Andrea Stella says the senior management structure at the McLaren Formula 1 team is now much clearer compared to the “undefined” system that was present when he first joined.
Stella, who was recently appointed to the role of Team Principal at the Woking-based squad, first linked up with McLaren in 2015.
At the time, it was enduring a difficult maiden campaign with Honda, with its Technical Director set-up split between Tim Goss, Matt Morris and Peter Prodromou.
Goss and Morris later departed the squad while James Key joined as Technical Director to oversee the production and development of the cars.
Following its difficult start to the 2023 season, McLaren opted to restructure its technical outfit, implementing “three new specialised Technical Director roles”.
It will see Prodromou focus on aerodynamics, David Sanchez (who will join McLaren in January 2024) on car concept and performance and Neil Houldey on engineering and design.
Stella says that the current iteration is not comparable to McLaren’s old structure.
“At the time, when I joined McLaren in 2015, there were three Technical Directors,” he said.
“I think the separation of competence was very confusing, even for internal people it was quite difficult to understand who was doing what.
“Now the first difference is we know exactly what the criterion is for this separation. We want, in the structure that we have deployed, to have clear leadership in relation to the three fundamental areas to make a quick car in the modern F1 which is aerodynamics, car concept, and engineering.
“So we wanted to have this model clearly in place as a way of answering the question that Zak [Brown, McLaren CEO] and I have shared right from day one in my role as Team Principal – how do we create a performance-led organisation?
“We needed an approach from a modelling point of view for the Formula 1 team.”
While the trio will report to Stella, the Italian says that he doesn’t expect to be overloaded with work as he places trust in the decisions that the Technical Directors will make.

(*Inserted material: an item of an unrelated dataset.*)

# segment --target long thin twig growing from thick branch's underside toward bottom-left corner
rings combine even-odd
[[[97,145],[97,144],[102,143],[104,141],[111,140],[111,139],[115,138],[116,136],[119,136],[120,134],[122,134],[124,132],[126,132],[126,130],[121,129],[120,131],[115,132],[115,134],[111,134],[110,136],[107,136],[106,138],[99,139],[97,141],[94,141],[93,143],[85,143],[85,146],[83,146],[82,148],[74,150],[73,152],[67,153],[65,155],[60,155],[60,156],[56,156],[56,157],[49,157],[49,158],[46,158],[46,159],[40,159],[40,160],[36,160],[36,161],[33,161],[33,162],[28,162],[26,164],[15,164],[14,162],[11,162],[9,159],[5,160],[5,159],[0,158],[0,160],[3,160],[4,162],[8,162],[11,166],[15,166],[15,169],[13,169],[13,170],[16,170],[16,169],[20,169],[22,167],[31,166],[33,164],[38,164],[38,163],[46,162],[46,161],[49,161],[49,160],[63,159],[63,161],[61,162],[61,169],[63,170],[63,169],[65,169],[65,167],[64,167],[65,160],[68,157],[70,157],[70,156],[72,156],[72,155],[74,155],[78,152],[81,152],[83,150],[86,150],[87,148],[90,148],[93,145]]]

“The first difference is at the time [in 2015] the technical structure was quite undefined as to who was doing what,” he said. Now we have a clear underlying model of the team and more specifically the technical area.
“In addition to that, at the time the technical group was reporting to the Team Principal, who was not technical.
“Now, we have a technical Team Principal, but I don’t expect to be very busy in relation to managing our technical department because first of all like I said we have very strong leaders in each area and ultimately what’s important is we bring to the table high-performance ideas.
“That’s what we miss the most at McLaren right now and when it comes to making decisions, making decisions most of the time is a simple natural derivation of coming to the table with elaborated and high quality information.”
Stella added that McLaren’s mindset is not having a singular person making all of the calls at the team.
“I think there’s a misunderstanding when it comes to decision-making in F1, I think people think you are there all the time with someone making a decision,” he said.
“In reality it is much more about creating competitive ideas because this is what leads to natural decisions, this is the position in what we want to put McLaren in the future.
“We don’t want to be at a very comfortable table with somebody in charge making all the decisions but very uncompetitive in terms of the ideas we bring to the table, or actually being in charge setting an upper limit to the level and quality of the ideas the group generate.”